The Federal Reserve’s response was to pump yet more money into the financial system. With bonds already paying near-zero yields, much of the new money seemed to find its way into stock prices. The result was a total disconnect between weak economic performance and strong stock market gains, proving, in our opinion, the futility of trying to time the stock market. We are not a market-timing newsletter. In any stock market, our focus will always be on trying to find the best growth companies trading at reasonable prices.
One of our three featured companies in the year-ago issue was T. Rowe Price (Ticker: TROW), an investment manager controlling over $500 billion in total capital, which is mainly invested through retail mutual funds. Trading at $61.85 per share with a forward P/E of 19, we modeled 14% future earnings growth and a 4.5 to 1 potential gain / loss ratio. The stock had a dividend yield of 2.2%, above-average for a growth company. Most growing companies consume their earnings to finance further growth. One of the attractive features of the investment management business is that earnings growth translates quickly into a similar amount of cash. Capital requirements are low, so cash flows can be directed toward acquisitions, share buybacks, or dividends.
About three quarters of TROW’s assets under management have exposure to the stock market. When the market goes up, those assets grow and produce higher fees. When the market falls, the reverse occurs. For investors, that means TROW shares tend to magnify the broader stock market’s fluctuations. If TROW were simply a market-cyclical stock, good for buying low and selling high, we probably wouldn’t be interested. However, we have followed this stock in the IAS for thirteen years. While the market’s gyrations have produced some ups and downs, T. Rowe Price has also produced an attractive record of underlying growth. Put another way, this company can grow nicely in a flat market environment.
One month after our August feature, we noted that T. Rowe Price’s second quarter results had been uncharacteristically weak. The company manages money for both retail investors and for institutions, such as pension funds and endowments, and institutional asset flows were particularly weak in the quarter. Still, revenue rose 3% in the quarter and EPS increased 4%.

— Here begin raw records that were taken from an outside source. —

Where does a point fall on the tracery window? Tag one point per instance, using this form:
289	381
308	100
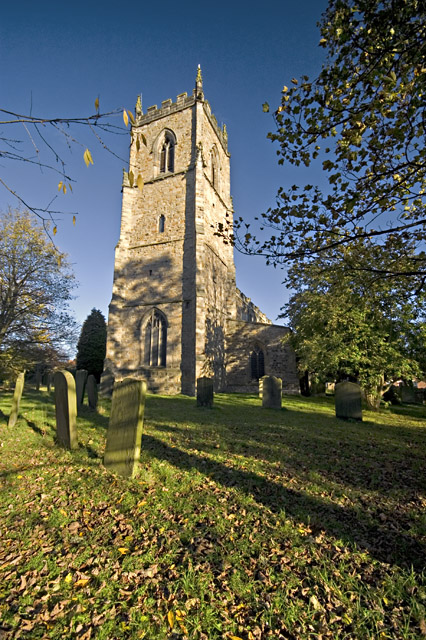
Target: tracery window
214	168
155	340
257	363
167	154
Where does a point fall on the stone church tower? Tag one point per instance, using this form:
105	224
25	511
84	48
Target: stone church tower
175	313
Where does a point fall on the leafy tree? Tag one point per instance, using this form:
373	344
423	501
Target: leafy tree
344	328
91	347
363	120
35	289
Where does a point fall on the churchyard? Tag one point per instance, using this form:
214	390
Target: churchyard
241	523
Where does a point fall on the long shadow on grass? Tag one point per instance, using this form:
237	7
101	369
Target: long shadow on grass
367	455
382	541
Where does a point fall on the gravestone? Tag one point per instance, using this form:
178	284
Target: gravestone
407	394
205	392
347	399
19	386
124	435
39	378
107	383
92	392
50	377
66	409
271	392
80	383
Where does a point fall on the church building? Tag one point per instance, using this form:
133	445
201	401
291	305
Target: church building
176	313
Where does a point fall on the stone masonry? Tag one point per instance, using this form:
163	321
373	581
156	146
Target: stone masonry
176	314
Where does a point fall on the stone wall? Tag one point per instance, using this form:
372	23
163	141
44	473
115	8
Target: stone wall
280	361
178	268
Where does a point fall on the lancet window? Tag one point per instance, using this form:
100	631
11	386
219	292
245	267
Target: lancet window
155	340
257	363
167	154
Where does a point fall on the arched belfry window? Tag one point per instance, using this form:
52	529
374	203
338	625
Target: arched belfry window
214	168
167	153
257	363
155	339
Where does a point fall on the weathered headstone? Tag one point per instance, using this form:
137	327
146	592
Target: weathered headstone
271	392
205	392
347	399
106	385
407	394
80	384
39	379
66	409
19	386
124	435
49	383
92	391
330	388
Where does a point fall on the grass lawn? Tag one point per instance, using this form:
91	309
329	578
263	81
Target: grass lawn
242	523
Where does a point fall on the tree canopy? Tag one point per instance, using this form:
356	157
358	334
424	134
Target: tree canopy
41	146
36	282
91	347
362	120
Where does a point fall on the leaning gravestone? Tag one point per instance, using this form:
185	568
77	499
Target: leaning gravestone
205	392
49	383
271	392
407	394
347	398
80	384
39	379
124	435
66	409
92	391
106	385
19	386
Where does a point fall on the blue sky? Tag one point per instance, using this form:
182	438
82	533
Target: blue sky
59	57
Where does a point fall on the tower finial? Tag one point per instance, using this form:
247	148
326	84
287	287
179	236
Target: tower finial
198	91
138	108
199	78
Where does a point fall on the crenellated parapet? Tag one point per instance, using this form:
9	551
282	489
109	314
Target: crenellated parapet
183	101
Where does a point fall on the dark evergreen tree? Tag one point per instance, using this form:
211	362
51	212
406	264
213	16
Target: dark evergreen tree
91	346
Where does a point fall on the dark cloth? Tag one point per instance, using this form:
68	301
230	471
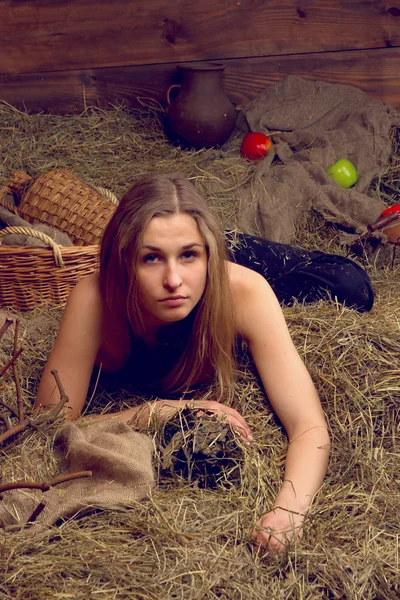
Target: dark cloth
297	274
148	365
293	273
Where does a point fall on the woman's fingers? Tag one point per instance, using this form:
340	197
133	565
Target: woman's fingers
229	415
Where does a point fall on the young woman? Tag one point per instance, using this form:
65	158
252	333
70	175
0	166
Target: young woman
164	311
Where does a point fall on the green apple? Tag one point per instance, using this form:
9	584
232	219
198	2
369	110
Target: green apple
343	172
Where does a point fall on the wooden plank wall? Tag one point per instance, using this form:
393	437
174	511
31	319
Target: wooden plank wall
63	55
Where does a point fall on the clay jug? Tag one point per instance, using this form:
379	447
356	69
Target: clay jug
201	116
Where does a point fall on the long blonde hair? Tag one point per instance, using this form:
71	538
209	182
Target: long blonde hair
209	349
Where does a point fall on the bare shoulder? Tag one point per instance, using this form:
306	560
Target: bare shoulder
255	304
86	291
245	282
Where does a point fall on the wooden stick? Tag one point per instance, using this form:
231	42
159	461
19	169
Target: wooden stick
11	362
20	402
45	485
6	421
5	326
37	511
9	408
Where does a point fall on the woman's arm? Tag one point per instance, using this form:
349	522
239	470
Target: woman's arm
75	349
294	398
74	353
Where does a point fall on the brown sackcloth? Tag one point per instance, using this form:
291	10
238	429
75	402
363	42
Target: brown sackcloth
119	458
317	123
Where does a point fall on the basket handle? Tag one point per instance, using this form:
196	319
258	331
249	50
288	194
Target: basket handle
16	184
4	190
40	236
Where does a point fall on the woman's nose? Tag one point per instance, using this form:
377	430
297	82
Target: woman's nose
172	278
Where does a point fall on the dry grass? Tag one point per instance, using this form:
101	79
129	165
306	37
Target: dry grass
190	542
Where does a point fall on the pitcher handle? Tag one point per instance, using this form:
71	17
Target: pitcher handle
171	87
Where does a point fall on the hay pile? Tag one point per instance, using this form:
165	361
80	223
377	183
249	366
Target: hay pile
189	541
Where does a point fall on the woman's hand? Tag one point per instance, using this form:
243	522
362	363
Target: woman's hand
226	414
277	528
165	409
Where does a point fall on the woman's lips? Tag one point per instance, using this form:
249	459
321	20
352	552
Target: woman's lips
173	301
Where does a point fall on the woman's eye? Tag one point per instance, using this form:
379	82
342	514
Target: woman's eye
189	255
150	258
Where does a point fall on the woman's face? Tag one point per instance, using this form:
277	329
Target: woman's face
172	269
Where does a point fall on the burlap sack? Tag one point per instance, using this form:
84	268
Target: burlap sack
315	124
119	458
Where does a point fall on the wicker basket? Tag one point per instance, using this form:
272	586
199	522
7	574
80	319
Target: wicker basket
61	200
33	276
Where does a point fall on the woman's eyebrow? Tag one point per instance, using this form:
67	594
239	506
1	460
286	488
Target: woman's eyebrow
185	247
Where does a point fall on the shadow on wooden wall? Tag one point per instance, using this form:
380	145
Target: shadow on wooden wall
63	55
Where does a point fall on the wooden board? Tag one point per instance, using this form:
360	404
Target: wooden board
374	71
60	35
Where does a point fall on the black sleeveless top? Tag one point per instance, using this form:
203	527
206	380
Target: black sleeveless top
148	365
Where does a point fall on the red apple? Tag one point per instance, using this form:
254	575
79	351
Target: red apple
255	145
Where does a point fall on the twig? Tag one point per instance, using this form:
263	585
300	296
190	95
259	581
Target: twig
37	511
14	430
6	420
63	396
43	419
5	326
45	485
20	402
9	408
11	362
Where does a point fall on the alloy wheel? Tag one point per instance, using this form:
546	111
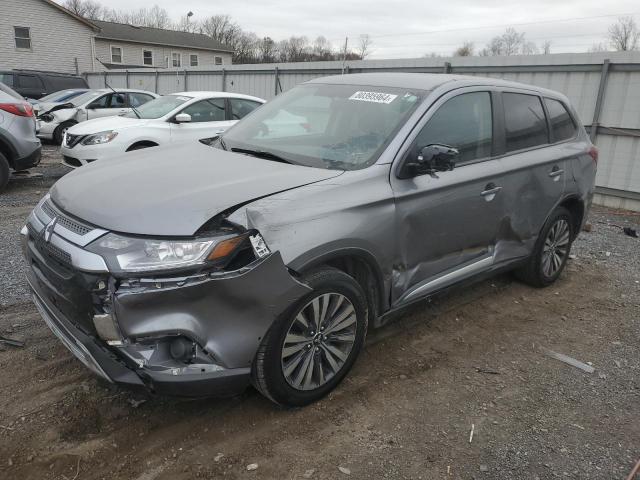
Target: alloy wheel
556	247
318	342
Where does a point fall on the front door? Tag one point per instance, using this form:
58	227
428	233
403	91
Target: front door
447	224
208	119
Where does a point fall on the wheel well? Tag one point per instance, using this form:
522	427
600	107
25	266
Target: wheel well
142	143
365	274
576	209
7	152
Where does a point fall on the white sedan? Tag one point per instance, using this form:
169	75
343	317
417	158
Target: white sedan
55	118
179	117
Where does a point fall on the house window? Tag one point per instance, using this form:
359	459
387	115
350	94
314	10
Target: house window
23	37
147	57
116	54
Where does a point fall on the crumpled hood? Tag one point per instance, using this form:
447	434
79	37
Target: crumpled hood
106	123
174	190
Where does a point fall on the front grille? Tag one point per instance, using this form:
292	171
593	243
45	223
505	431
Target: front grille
74	162
54	252
73	140
68	223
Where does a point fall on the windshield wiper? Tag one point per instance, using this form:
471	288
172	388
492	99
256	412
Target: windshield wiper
262	154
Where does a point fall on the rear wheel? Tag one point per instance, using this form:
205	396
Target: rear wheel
551	251
58	133
313	345
4	172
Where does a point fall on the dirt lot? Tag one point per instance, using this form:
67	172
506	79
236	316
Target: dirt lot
470	360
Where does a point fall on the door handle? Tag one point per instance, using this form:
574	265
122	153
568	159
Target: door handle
490	190
556	172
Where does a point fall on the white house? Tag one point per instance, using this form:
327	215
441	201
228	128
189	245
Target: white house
42	35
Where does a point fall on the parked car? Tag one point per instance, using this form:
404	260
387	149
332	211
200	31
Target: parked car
180	117
104	102
19	146
36	84
56	98
265	258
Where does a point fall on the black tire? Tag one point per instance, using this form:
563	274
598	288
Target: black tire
4	172
59	131
268	375
534	272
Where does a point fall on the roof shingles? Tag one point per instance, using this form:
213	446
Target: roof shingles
157	36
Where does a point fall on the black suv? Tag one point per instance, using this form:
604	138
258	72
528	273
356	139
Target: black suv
35	84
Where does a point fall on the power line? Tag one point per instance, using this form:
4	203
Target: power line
482	27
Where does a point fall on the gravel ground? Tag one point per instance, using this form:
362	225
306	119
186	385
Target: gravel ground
472	360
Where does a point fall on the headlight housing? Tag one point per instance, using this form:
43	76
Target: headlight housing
100	137
135	254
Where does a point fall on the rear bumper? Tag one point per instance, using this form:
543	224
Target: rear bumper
30	160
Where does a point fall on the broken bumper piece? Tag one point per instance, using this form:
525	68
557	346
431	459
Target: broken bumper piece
189	336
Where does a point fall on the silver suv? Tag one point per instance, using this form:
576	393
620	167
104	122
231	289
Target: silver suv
19	147
264	258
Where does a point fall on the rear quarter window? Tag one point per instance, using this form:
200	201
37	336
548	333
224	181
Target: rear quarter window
525	121
562	124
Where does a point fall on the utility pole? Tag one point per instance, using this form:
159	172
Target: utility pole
344	53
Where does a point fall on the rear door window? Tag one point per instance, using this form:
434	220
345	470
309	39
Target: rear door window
211	110
7	79
464	122
525	122
562	126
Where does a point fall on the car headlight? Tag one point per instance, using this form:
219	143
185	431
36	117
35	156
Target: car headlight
100	137
130	254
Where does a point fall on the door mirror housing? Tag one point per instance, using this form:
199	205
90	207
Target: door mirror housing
431	159
182	118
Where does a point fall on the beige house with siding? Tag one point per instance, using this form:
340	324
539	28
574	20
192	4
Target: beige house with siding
42	35
127	46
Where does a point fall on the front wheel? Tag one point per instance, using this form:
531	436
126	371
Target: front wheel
551	251
313	345
58	133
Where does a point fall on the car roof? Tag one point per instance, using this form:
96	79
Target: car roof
424	81
212	94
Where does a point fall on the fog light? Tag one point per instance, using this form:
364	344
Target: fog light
181	349
107	329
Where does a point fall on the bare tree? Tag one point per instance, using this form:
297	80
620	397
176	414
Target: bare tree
364	46
465	50
221	28
85	8
598	47
624	34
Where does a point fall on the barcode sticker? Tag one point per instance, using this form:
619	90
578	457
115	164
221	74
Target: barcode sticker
375	97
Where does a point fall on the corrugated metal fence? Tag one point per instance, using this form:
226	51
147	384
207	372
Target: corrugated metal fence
604	88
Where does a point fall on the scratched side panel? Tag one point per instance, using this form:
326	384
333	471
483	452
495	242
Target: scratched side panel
352	211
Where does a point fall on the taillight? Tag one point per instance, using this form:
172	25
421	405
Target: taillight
20	109
593	153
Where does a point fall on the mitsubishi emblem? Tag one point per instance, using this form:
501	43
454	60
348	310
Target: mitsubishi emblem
48	230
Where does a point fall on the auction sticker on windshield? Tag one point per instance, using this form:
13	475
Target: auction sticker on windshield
376	97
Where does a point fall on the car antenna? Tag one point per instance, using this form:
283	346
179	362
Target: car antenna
111	88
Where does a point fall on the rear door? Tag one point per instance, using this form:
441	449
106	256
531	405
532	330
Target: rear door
208	119
535	169
108	105
447	225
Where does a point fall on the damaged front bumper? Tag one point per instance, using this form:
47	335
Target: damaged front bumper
194	335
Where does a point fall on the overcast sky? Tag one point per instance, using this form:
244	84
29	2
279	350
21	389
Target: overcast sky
413	28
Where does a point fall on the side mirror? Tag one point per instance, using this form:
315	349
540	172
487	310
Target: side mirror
182	118
431	159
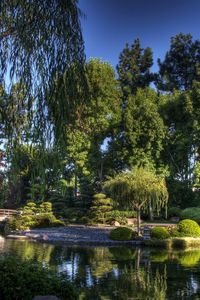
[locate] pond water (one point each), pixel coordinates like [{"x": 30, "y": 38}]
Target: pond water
[{"x": 118, "y": 272}]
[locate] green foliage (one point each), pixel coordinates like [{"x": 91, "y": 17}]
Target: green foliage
[
  {"x": 188, "y": 228},
  {"x": 144, "y": 129},
  {"x": 189, "y": 258},
  {"x": 33, "y": 217},
  {"x": 192, "y": 213},
  {"x": 45, "y": 207},
  {"x": 100, "y": 207},
  {"x": 160, "y": 233},
  {"x": 137, "y": 190},
  {"x": 134, "y": 67},
  {"x": 120, "y": 216},
  {"x": 174, "y": 212},
  {"x": 62, "y": 53},
  {"x": 121, "y": 234},
  {"x": 25, "y": 279},
  {"x": 29, "y": 209}
]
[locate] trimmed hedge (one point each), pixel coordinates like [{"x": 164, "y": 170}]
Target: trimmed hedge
[
  {"x": 188, "y": 228},
  {"x": 121, "y": 234},
  {"x": 160, "y": 233},
  {"x": 26, "y": 279},
  {"x": 174, "y": 212}
]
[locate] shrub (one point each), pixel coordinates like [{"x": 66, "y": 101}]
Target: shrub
[
  {"x": 45, "y": 207},
  {"x": 120, "y": 216},
  {"x": 188, "y": 228},
  {"x": 29, "y": 222},
  {"x": 192, "y": 213},
  {"x": 29, "y": 209},
  {"x": 57, "y": 223},
  {"x": 24, "y": 280},
  {"x": 100, "y": 207},
  {"x": 44, "y": 220},
  {"x": 160, "y": 233},
  {"x": 121, "y": 234},
  {"x": 174, "y": 212}
]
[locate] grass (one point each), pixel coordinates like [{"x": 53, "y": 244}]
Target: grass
[{"x": 174, "y": 243}]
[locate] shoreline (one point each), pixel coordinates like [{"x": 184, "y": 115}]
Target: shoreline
[{"x": 77, "y": 235}]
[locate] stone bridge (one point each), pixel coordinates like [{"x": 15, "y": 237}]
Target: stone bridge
[{"x": 7, "y": 213}]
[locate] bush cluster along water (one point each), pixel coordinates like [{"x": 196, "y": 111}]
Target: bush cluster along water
[{"x": 118, "y": 272}]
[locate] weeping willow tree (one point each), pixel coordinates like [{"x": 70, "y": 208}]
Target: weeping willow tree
[
  {"x": 136, "y": 189},
  {"x": 42, "y": 48}
]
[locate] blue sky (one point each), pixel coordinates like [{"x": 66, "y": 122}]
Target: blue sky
[{"x": 109, "y": 24}]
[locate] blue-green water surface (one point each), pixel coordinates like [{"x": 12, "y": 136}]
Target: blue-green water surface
[{"x": 118, "y": 272}]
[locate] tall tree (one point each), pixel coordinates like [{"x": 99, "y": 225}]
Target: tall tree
[
  {"x": 134, "y": 67},
  {"x": 94, "y": 122},
  {"x": 140, "y": 140},
  {"x": 181, "y": 64},
  {"x": 41, "y": 45},
  {"x": 136, "y": 189}
]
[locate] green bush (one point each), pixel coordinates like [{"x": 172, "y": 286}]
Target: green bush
[
  {"x": 57, "y": 223},
  {"x": 174, "y": 212},
  {"x": 29, "y": 209},
  {"x": 188, "y": 228},
  {"x": 100, "y": 207},
  {"x": 119, "y": 216},
  {"x": 121, "y": 234},
  {"x": 160, "y": 233},
  {"x": 24, "y": 280},
  {"x": 45, "y": 207},
  {"x": 44, "y": 220},
  {"x": 192, "y": 213},
  {"x": 33, "y": 221}
]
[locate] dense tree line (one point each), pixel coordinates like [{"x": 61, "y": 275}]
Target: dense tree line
[{"x": 129, "y": 118}]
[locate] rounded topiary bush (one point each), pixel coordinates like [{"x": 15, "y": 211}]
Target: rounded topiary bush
[
  {"x": 192, "y": 213},
  {"x": 188, "y": 228},
  {"x": 174, "y": 212},
  {"x": 121, "y": 234},
  {"x": 160, "y": 233}
]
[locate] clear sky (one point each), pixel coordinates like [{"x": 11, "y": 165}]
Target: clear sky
[{"x": 109, "y": 24}]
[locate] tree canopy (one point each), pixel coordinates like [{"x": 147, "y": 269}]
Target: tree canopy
[
  {"x": 136, "y": 189},
  {"x": 41, "y": 46}
]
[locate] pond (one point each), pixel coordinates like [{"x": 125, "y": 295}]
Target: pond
[{"x": 118, "y": 272}]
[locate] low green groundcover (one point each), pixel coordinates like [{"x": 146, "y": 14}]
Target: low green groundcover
[
  {"x": 121, "y": 234},
  {"x": 24, "y": 280}
]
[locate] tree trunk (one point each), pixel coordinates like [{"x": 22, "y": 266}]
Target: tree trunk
[
  {"x": 150, "y": 212},
  {"x": 166, "y": 212},
  {"x": 138, "y": 221}
]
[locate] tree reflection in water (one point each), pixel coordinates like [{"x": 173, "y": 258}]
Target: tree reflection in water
[{"x": 119, "y": 273}]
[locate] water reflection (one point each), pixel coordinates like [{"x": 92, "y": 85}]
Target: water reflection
[{"x": 118, "y": 273}]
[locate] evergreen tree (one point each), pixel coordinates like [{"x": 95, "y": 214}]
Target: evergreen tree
[{"x": 134, "y": 68}]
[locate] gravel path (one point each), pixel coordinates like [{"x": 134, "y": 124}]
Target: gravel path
[{"x": 78, "y": 235}]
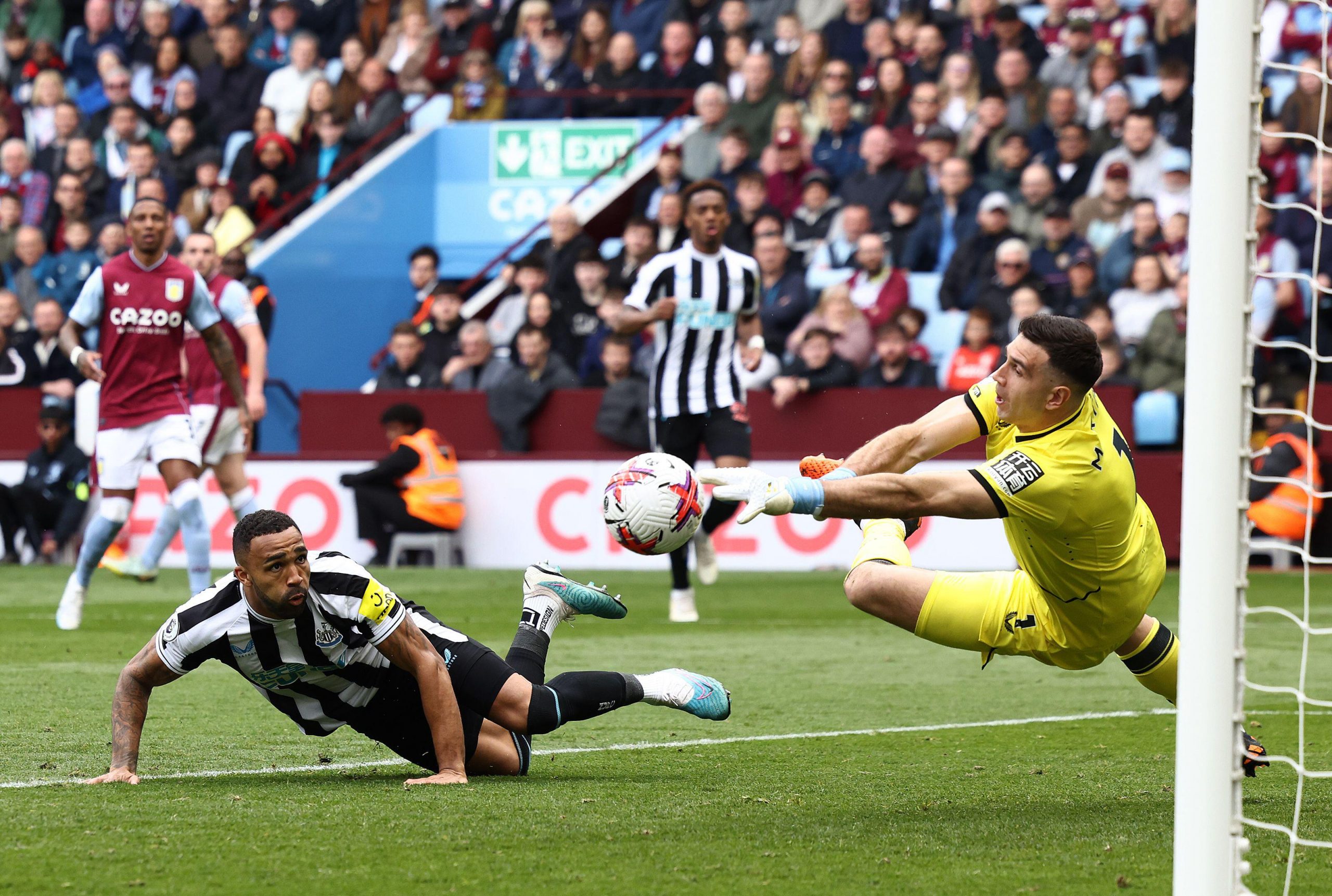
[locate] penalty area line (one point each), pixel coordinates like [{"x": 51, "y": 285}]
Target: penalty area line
[{"x": 696, "y": 742}]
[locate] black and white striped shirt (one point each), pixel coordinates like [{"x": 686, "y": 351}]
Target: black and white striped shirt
[
  {"x": 695, "y": 366},
  {"x": 319, "y": 669}
]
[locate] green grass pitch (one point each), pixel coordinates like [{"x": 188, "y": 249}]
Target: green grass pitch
[{"x": 1052, "y": 807}]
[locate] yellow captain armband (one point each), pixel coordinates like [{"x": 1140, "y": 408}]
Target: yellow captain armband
[{"x": 377, "y": 602}]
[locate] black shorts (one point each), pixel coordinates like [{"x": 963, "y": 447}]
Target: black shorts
[
  {"x": 396, "y": 719},
  {"x": 724, "y": 432}
]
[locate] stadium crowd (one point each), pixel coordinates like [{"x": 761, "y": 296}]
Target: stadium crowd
[{"x": 913, "y": 177}]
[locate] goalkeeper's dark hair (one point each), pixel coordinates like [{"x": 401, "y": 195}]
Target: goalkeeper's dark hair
[
  {"x": 409, "y": 416},
  {"x": 262, "y": 522},
  {"x": 1070, "y": 344}
]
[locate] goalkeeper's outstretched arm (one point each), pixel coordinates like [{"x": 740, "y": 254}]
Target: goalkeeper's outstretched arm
[{"x": 898, "y": 451}]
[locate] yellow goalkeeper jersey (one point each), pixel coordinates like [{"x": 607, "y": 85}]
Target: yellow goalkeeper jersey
[{"x": 1071, "y": 513}]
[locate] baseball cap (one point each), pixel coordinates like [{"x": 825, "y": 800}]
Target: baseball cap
[
  {"x": 1176, "y": 160},
  {"x": 817, "y": 176},
  {"x": 995, "y": 201}
]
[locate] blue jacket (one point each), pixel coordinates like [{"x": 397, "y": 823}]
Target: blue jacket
[
  {"x": 840, "y": 155},
  {"x": 68, "y": 275},
  {"x": 921, "y": 252},
  {"x": 564, "y": 76}
]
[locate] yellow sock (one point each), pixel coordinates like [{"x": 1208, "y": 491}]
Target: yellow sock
[
  {"x": 1155, "y": 662},
  {"x": 883, "y": 540}
]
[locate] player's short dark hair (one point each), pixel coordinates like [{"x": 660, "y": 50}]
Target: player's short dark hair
[
  {"x": 707, "y": 185},
  {"x": 425, "y": 252},
  {"x": 262, "y": 522},
  {"x": 404, "y": 328},
  {"x": 409, "y": 416},
  {"x": 1070, "y": 344}
]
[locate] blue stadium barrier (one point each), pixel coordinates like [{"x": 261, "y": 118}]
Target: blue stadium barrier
[{"x": 1157, "y": 418}]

A strong stock market gave the company a nice boost in Q3. EPS increased 23% and revenue increased 13%. The weakness in institutional “asset gathering” remained, but the overall market’s surge swamped any fissures in the growth story. After some choppiness, TROW shares started climbing in late 2012 and really popped in early 2013. Asset gathering weakness appears to have bottomed out during Q4 2012, turning positive again in Q1 2013. Looking back over the past twelve months, T. Rowe Price’s underlying growth has actually been a little weaker than we hoped, but strong markets have supported gains in the share price nonetheless. At a recent price of $77.44, plus $1.44 in dividends, TROW has produced a 28% total return during the past twelve months, slightly outperforming the broader S&P 500. When the current market rally eventually loses steam, TROW’s success will hinge on its ability to once again outgrow its industry.